The key to writing a novel for me, the actual HOW, is not stopping when you get stuck.
Creativity ebbs and flows, this is true, but you can work around its tempestuous nature.
Do not sit around waiting for the muse to strike again. You may end up waiting a long time.
I was thinking about this recently and how I actually wrote my story. It still amazes me that I completed that first draft last year.

Seasonal Writing and Creativity
Using the seasons to guide your writing (or whatever your creative project is) means following what the seasons are doing. Going with the flow and your own nature rather than against it. I don’t mean being inspired by cherry blossom and lambs in Spring. Although if that is your thing then go for it.
What I mean, goes a bit like this;
Summer- New ideas in bloom… reset yourself/evaluate/reform your work
Autumn– Planning/sowing the plot seeds/perhaps a few key scenes or practise versions of your Thing.
Winter– The bulk of the work. Retreat into it, hermit style.
Spring– Finish/ possibly share. Get back outside. The cycle begins again.

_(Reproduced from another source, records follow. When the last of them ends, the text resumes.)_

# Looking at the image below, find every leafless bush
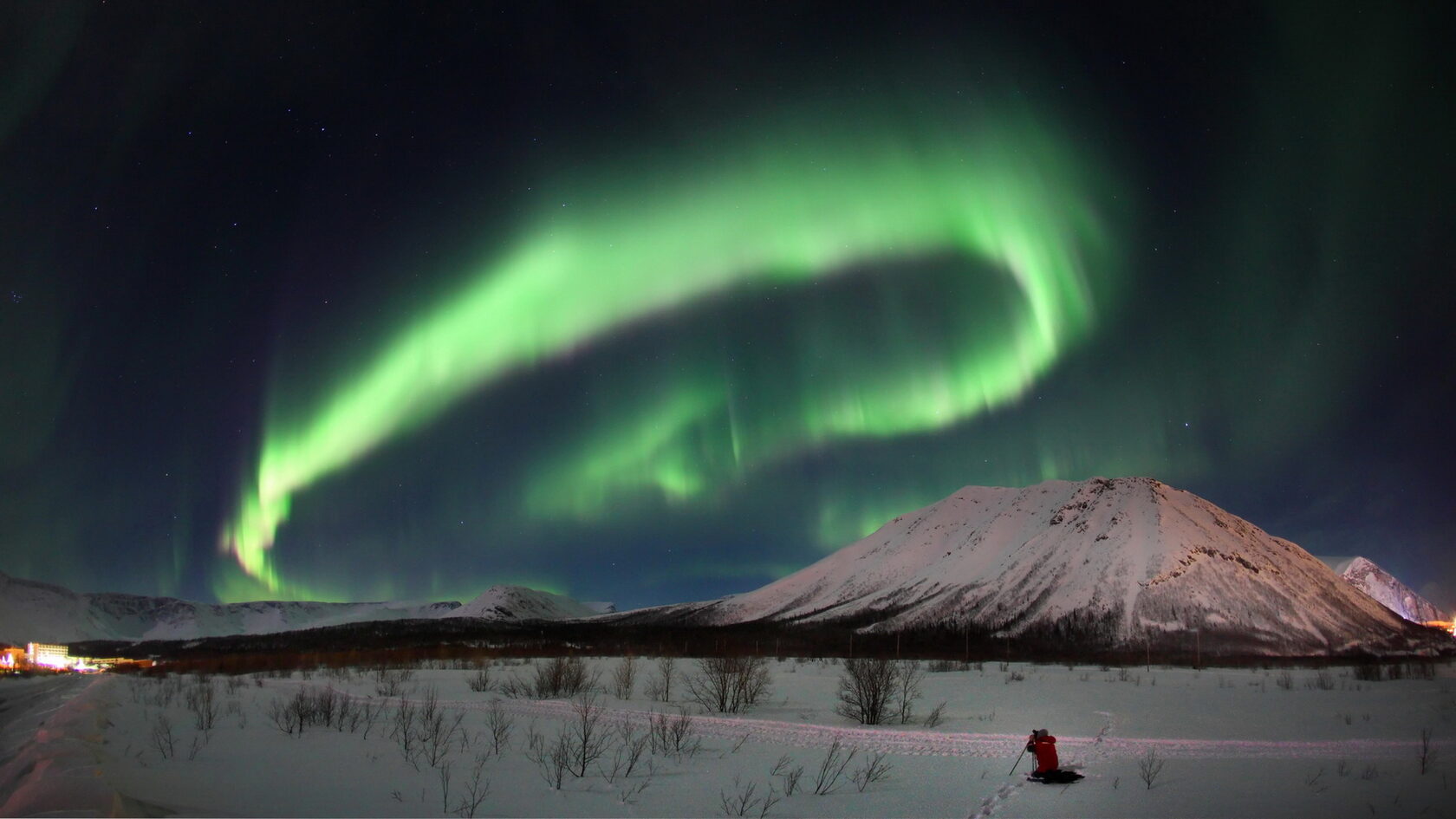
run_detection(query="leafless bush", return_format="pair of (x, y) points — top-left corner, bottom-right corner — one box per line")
(814, 739), (856, 796)
(835, 657), (897, 725)
(718, 776), (779, 819)
(647, 657), (677, 702)
(373, 666), (415, 697)
(895, 660), (925, 725)
(266, 693), (302, 734)
(389, 691), (419, 771)
(597, 716), (651, 784)
(152, 714), (178, 759)
(769, 753), (803, 796)
(1137, 748), (1163, 790)
(454, 753), (491, 819)
(683, 657), (771, 714)
(612, 654), (636, 699)
(648, 708), (702, 759)
(848, 753), (893, 793)
(484, 699), (516, 753)
(465, 661), (492, 692)
(184, 679), (217, 733)
(567, 695), (608, 778)
(523, 657), (600, 699)
(525, 725), (571, 790)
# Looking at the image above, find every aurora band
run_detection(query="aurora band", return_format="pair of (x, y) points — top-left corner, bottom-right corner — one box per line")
(221, 105), (1107, 590)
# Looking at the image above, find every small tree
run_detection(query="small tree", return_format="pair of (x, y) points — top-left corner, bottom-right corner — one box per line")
(835, 657), (925, 725)
(683, 657), (771, 714)
(835, 657), (897, 725)
(647, 657), (677, 702)
(1137, 748), (1163, 790)
(612, 654), (636, 699)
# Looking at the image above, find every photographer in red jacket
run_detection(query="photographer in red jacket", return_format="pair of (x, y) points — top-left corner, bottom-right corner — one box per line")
(1026, 729), (1082, 784)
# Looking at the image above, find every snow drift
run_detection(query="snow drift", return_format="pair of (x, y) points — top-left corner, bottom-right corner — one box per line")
(640, 478), (1444, 654)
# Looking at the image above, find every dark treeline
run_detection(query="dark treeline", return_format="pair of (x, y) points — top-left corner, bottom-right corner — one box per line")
(70, 608), (1456, 673)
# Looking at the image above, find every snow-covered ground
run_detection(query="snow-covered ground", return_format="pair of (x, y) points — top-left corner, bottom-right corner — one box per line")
(0, 659), (1456, 816)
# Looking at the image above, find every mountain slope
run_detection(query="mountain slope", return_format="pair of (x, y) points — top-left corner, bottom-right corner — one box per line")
(1334, 556), (1450, 622)
(445, 586), (612, 620)
(632, 478), (1438, 653)
(0, 573), (460, 646)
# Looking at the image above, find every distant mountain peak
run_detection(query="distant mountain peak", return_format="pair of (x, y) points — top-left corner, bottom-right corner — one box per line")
(628, 478), (1444, 653)
(448, 584), (616, 621)
(1340, 556), (1450, 622)
(0, 573), (460, 646)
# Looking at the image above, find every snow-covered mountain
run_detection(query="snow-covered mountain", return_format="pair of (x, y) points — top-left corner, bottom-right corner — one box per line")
(0, 571), (460, 646)
(1331, 556), (1450, 622)
(445, 586), (616, 621)
(625, 478), (1444, 653)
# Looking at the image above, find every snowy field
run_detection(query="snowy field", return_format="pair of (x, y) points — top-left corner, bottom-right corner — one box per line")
(0, 659), (1456, 817)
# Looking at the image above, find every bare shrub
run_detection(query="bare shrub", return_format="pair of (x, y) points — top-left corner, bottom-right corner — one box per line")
(530, 657), (600, 699)
(266, 695), (302, 734)
(683, 657), (771, 714)
(184, 679), (217, 733)
(814, 738), (856, 796)
(895, 660), (925, 725)
(1137, 748), (1163, 790)
(373, 666), (415, 697)
(465, 661), (492, 693)
(648, 708), (702, 759)
(647, 657), (677, 702)
(769, 753), (803, 796)
(389, 691), (419, 771)
(567, 695), (608, 778)
(152, 714), (178, 759)
(525, 725), (571, 790)
(454, 753), (491, 819)
(848, 752), (893, 793)
(612, 654), (636, 699)
(484, 699), (516, 753)
(835, 657), (897, 725)
(718, 776), (779, 816)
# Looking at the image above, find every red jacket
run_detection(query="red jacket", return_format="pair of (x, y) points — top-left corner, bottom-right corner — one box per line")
(1026, 734), (1057, 774)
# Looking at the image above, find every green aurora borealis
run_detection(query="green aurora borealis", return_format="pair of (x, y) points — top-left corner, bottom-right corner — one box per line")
(0, 3), (1456, 607)
(224, 109), (1111, 592)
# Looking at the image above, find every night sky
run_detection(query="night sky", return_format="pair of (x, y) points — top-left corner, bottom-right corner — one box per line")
(0, 2), (1456, 608)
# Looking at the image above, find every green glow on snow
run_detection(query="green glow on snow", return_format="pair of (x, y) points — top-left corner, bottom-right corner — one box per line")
(223, 101), (1105, 588)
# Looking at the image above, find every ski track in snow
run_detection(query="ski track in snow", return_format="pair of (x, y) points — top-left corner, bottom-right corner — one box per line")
(324, 679), (1456, 766)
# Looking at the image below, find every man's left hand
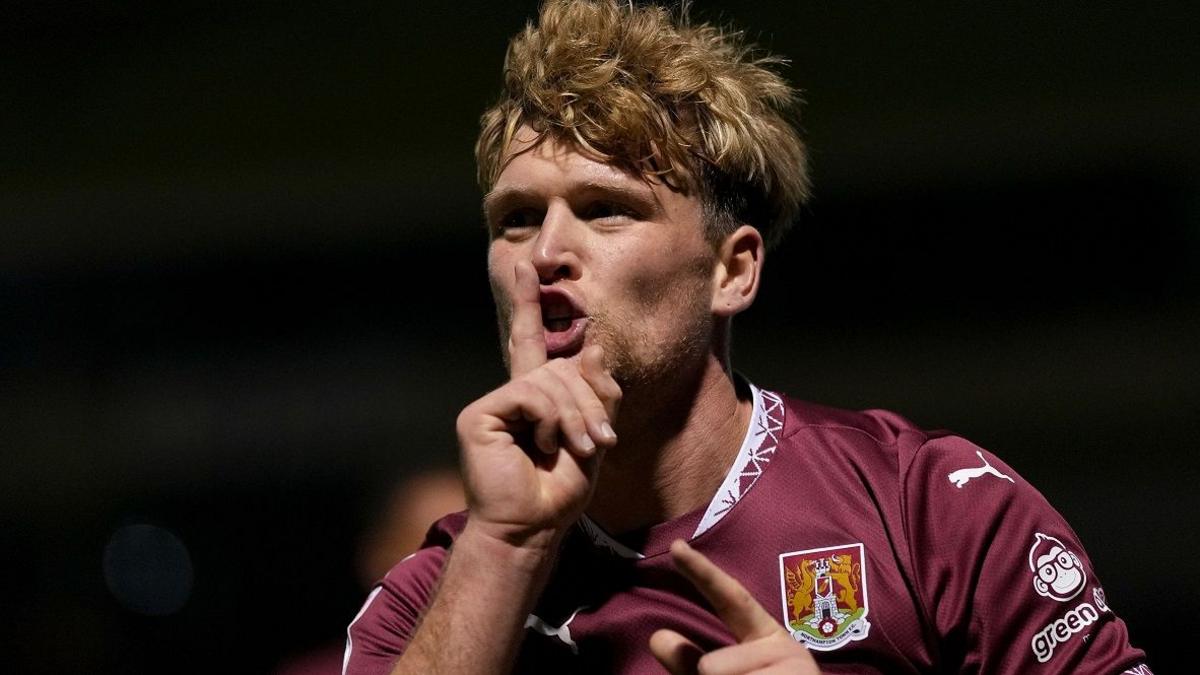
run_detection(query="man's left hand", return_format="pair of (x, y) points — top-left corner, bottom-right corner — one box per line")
(650, 540), (821, 675)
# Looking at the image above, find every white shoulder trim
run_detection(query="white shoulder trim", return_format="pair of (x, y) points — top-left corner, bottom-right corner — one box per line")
(342, 583), (381, 675)
(691, 384), (784, 539)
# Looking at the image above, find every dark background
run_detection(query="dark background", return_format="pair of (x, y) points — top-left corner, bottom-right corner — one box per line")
(0, 0), (1200, 673)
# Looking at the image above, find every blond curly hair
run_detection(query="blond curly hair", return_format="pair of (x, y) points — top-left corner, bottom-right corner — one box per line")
(475, 0), (810, 247)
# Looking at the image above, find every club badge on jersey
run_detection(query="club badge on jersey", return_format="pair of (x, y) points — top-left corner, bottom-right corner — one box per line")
(779, 543), (871, 651)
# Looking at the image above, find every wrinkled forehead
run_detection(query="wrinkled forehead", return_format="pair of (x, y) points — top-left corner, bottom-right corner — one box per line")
(492, 124), (692, 197)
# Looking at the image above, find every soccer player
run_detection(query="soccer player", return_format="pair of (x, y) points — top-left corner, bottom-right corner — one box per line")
(344, 0), (1148, 674)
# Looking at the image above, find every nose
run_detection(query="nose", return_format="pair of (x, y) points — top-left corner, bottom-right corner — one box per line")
(533, 204), (584, 285)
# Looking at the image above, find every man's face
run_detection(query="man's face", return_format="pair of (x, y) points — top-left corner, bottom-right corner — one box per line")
(484, 129), (715, 386)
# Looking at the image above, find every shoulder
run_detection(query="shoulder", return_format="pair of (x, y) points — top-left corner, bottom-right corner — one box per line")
(346, 513), (467, 674)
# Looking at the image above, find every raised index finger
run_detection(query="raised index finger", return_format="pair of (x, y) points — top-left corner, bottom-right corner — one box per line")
(671, 539), (784, 643)
(509, 261), (546, 377)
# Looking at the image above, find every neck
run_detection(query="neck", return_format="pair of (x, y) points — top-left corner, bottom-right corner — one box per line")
(588, 354), (754, 534)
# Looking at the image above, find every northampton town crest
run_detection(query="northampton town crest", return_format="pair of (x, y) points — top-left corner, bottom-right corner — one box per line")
(779, 544), (871, 651)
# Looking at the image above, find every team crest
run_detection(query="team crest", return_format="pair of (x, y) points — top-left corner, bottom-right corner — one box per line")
(779, 544), (871, 651)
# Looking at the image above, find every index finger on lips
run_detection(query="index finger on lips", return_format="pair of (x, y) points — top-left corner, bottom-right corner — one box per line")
(671, 539), (782, 643)
(509, 261), (546, 377)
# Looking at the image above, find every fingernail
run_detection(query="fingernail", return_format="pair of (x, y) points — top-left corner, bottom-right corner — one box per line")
(580, 434), (596, 452)
(600, 422), (617, 441)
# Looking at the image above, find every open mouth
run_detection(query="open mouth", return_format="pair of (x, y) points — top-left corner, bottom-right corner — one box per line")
(540, 287), (588, 357)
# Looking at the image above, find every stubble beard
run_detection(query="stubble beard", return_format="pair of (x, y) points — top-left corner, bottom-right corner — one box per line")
(492, 277), (713, 391)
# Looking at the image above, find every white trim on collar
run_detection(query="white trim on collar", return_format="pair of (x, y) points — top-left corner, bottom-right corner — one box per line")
(691, 384), (784, 539)
(578, 384), (784, 560)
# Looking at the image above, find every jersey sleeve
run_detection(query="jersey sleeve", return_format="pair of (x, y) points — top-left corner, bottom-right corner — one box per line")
(342, 516), (456, 675)
(901, 436), (1150, 675)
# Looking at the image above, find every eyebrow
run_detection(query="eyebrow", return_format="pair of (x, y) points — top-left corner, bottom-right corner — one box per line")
(482, 180), (664, 219)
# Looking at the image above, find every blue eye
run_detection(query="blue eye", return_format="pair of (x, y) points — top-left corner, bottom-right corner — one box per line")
(493, 209), (541, 235)
(583, 202), (638, 220)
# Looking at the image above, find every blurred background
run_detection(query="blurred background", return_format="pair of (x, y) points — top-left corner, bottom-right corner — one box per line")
(0, 0), (1200, 673)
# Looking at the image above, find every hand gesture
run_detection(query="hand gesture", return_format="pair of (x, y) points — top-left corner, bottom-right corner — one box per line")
(457, 262), (620, 545)
(650, 540), (821, 675)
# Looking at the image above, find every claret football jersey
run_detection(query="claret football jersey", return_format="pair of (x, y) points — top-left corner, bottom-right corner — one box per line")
(344, 387), (1150, 675)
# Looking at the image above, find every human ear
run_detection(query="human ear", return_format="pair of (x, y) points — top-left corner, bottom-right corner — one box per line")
(713, 225), (763, 317)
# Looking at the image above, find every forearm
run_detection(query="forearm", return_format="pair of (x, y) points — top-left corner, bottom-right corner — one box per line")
(392, 522), (558, 675)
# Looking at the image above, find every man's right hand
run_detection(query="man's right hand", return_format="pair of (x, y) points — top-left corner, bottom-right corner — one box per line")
(457, 262), (620, 548)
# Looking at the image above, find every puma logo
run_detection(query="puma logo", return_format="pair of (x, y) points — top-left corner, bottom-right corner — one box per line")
(526, 607), (584, 655)
(947, 450), (1016, 488)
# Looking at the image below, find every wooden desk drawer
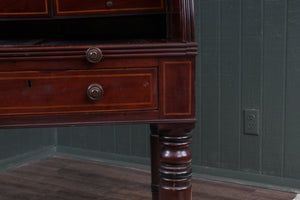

The three things that work for me when I get stuck are;
- Don’t stop writing. I really believe not stopping is key
- Write something completely different
- Skipping the bit I’m stuck on and move to another scene in the story
For me, writing something completely different means coming back here, to the blog where I’m writing in my own voice about my own life. Or perhaps a bit of freelance lifestyle work.
The other thing that helps when I get stuck in a section of plot point is to skip ahead in the story, to a different scene. Or even skip back and add a scene that helps build your character, as it’s often when you don’t know your characters well enough that these sticking points occur, as I’ve found out.
Write in winter, the colder, darker months.
When the sun finally comes out and Spring arrives, you won’t want to be stuck inside working on your laptop (northern hemisphere friends obviously). Taking my laptop outside has never worked for me, too much reflection and glare on the screen.
In an ideal world, you’d be writing your novel during late Autumn and through Winter and be finishing the first draft in Spring.
Then, edit in Summer when you can have the first draft printed off,. Then you have the ability to get your red pen out in a beer garden, on the beach, at your holiday home or at the playground whilst your kids’ monkey around.
Writing suits the dark, editing is where you can bring out the story into the light.
What better time than summer. Lazier, longer days allow the mind to rest and get creative
By the time October rolls around you’ll be ready for writing your second draft, or a new project, and so the seasonal writing cycle repeats.
Think about this;
If you wrote 500 words every day from the end of October to mid-April of the following year you’d have the first draft of a novel at around 80,000 words.
It sounds doable when I put it like that doesn’t it?